# Where to box to to hack?



## Gleeful Imp (7 October 2014)

We're in south preston/chorley, and looking for somewhere to go every so often for a nice hack over winter - not farm ride, but meandering round quiet lanes / farm tracks type of thing for a change of scenery. Somewhere we could get to know and explore over a number of visits.

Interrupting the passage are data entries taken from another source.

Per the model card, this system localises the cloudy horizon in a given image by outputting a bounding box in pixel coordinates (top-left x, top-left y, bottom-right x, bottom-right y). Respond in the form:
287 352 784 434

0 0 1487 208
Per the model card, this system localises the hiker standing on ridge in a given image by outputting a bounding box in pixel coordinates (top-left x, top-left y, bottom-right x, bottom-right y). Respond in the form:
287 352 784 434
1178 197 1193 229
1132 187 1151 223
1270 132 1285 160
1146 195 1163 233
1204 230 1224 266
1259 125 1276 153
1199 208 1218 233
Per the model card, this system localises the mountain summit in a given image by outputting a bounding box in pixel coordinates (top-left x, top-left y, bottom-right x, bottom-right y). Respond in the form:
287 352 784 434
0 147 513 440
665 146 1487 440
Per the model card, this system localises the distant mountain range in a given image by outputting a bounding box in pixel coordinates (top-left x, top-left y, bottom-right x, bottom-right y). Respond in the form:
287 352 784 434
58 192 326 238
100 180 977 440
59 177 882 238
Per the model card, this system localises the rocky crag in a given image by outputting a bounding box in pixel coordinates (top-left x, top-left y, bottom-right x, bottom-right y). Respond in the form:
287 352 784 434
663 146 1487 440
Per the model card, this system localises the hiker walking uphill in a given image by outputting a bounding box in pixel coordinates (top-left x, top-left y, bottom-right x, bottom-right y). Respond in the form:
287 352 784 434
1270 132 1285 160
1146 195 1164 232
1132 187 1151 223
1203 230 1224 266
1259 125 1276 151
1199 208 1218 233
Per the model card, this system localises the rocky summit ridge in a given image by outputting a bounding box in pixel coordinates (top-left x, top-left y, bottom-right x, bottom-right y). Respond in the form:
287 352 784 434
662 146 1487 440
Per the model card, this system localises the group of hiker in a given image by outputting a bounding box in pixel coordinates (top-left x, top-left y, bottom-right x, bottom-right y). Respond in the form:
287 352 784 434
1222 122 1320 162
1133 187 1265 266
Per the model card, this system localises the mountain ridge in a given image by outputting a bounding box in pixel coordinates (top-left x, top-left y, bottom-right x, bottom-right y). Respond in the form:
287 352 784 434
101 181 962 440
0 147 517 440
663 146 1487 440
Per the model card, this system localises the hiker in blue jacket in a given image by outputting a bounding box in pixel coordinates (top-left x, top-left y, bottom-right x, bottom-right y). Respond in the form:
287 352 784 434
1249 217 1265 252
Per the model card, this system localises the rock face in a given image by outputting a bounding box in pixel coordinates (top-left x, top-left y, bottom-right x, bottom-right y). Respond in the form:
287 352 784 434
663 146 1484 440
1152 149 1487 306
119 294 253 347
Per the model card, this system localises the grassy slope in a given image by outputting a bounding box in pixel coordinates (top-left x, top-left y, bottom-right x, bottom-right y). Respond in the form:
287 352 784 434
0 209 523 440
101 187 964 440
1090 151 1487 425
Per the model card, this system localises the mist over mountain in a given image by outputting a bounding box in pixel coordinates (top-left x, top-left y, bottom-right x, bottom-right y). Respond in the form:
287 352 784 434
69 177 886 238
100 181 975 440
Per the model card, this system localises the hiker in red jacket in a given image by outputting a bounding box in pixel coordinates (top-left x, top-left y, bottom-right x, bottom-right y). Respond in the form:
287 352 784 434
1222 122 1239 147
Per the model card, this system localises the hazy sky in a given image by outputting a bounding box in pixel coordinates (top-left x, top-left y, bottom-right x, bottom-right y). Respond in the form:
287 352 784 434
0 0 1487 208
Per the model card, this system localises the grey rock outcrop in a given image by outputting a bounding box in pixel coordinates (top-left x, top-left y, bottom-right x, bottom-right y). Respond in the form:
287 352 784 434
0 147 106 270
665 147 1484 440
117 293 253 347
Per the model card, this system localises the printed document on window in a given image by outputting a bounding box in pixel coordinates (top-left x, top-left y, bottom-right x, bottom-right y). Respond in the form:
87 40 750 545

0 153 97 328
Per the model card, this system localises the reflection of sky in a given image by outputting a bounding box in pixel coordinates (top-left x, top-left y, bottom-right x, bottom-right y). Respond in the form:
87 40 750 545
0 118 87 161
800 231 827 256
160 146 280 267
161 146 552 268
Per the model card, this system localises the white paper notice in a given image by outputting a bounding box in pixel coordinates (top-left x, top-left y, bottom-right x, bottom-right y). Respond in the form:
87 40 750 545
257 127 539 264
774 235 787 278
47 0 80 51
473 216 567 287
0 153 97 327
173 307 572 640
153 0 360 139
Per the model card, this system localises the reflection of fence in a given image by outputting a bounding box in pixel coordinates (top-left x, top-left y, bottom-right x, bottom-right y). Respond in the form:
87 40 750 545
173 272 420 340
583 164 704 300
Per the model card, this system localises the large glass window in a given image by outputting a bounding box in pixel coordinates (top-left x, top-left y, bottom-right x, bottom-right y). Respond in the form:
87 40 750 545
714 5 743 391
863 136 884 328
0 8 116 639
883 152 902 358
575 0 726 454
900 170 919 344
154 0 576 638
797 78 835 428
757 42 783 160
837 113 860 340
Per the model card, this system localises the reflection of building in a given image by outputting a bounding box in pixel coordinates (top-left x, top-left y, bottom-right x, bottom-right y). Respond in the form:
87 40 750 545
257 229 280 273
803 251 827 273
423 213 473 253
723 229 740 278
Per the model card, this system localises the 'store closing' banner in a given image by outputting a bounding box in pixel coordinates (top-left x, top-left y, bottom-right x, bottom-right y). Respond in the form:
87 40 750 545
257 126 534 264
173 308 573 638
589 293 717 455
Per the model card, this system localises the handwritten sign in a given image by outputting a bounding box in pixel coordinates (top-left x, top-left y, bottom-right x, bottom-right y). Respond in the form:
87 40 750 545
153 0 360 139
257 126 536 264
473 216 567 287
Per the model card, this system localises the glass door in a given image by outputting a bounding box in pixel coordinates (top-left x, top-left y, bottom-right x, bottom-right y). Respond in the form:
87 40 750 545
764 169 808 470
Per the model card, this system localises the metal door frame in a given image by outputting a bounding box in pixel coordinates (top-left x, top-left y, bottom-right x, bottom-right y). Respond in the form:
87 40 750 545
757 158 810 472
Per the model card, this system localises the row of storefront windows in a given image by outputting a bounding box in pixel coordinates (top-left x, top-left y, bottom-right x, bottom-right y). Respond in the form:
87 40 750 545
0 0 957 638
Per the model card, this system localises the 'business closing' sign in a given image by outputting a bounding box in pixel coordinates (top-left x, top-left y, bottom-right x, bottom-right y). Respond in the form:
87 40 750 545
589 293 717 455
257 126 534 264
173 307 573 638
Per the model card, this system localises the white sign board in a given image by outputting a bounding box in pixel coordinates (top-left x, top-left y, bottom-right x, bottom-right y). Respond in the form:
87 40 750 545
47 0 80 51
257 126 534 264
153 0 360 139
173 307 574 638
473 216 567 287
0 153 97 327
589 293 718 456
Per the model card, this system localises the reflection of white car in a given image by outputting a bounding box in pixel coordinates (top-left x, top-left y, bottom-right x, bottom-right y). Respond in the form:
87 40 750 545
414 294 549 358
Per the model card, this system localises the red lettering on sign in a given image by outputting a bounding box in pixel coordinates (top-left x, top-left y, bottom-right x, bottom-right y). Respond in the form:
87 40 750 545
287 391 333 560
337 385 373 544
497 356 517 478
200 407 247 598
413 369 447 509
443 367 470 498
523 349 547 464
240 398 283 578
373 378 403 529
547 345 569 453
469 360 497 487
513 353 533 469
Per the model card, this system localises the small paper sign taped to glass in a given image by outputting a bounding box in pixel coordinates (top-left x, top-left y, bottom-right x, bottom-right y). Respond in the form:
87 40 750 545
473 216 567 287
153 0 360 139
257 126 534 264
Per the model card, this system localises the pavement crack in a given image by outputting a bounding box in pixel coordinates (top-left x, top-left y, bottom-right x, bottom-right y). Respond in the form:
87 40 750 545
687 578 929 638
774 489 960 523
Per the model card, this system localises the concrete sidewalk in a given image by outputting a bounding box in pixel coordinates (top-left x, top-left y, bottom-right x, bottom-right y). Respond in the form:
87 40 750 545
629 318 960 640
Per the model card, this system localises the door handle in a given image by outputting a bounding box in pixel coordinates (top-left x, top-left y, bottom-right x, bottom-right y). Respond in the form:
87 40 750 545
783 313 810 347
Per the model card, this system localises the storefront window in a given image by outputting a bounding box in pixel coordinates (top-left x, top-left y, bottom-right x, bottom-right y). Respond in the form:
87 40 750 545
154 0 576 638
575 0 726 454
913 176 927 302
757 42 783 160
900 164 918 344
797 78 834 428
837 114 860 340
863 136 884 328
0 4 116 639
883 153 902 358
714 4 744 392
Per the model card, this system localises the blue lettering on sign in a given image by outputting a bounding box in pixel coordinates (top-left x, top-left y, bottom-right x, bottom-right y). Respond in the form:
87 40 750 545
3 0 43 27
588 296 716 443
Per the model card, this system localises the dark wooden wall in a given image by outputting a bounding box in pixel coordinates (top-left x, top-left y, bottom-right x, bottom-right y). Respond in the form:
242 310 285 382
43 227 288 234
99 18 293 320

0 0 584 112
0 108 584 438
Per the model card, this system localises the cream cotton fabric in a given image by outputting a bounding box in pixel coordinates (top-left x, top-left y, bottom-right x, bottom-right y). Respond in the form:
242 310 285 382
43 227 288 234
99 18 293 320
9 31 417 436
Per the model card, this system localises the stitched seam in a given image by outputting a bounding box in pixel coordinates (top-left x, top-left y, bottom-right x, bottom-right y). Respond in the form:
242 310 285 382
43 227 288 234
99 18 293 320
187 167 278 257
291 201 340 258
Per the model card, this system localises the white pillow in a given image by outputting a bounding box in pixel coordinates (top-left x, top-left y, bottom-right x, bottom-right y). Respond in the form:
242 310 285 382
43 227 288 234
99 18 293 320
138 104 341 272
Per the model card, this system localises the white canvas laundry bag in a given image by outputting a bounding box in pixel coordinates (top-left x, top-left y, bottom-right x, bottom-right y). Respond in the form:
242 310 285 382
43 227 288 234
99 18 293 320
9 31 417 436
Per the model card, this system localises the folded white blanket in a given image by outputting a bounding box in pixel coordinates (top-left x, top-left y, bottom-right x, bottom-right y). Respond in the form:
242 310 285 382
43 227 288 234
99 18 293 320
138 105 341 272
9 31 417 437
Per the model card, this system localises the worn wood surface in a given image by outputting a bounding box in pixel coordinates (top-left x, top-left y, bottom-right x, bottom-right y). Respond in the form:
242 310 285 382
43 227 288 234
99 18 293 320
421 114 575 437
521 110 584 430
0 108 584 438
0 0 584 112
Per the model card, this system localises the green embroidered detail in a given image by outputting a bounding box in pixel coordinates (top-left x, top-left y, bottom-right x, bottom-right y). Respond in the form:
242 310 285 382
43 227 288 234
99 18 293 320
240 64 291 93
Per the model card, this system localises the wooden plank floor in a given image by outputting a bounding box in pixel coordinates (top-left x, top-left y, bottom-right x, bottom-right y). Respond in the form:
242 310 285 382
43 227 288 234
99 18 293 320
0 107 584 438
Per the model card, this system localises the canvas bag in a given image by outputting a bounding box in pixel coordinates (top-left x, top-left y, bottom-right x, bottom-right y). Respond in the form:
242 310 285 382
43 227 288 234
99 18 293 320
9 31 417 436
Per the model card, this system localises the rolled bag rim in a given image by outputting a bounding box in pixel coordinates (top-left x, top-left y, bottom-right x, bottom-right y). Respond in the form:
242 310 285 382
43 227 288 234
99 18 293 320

Was thinking of heading up to Carr Side Equestrian as they mention escorted hacks through the trough of bowland, and we dont want to get lost!

Any ideas?

Much appreciated GI x


----------



## Annie B. (7 October 2014)

Rivington is a nice place, easy to park on the lane just off the main drive and the lower barn does lovely tea and cakes if you need a recharge when you get back from riding. If you park at the Royal arms at Tockholes you have the forestry commission on one side of the road and the moor which has loads of paths on the other. You could box out to Ansdell beach for a change too. Happy hacking.x


----------



## xxcharlottexx (7 October 2014)

As Annie B had just said both Rivington and tockholes are great places to hack. I moved recently to tockholes from Rivington where I had been stabled for 10 years,  so just shout if you want any more info


----------



## Mari (7 October 2014)

I'm near Carrside & didn't know they do escorted hacks. My horse doesn't 'do' traffic so I have to go off road. I use Beacon Fell regularly for off road.


----------



## Gleeful Imp (8 October 2014)

Thanks guys, xxcharlottexx I'll take you up on that kind offer. Ive heard lots of great things about riding round Tockholes, Beacon Fell and Rivington but never seemed to find out where actually to go, simple things such as where to park


----------



## xxcharlottexx (9 October 2014)

No worries. Just Pm me with what you want to know and il do my best to help


----------



## Bojingles (9 October 2014)

Gleeful Imp, is your grey tiny or is the coloured a giant??


----------



## Gleeful Imp (14 October 2014)

He was a proper heavy weight (and a maxi at that) so a big lad - she was just under 16hh and a riding horse - but she's being a good girlie for her photo and he was being an over excited beggar!!!!


----------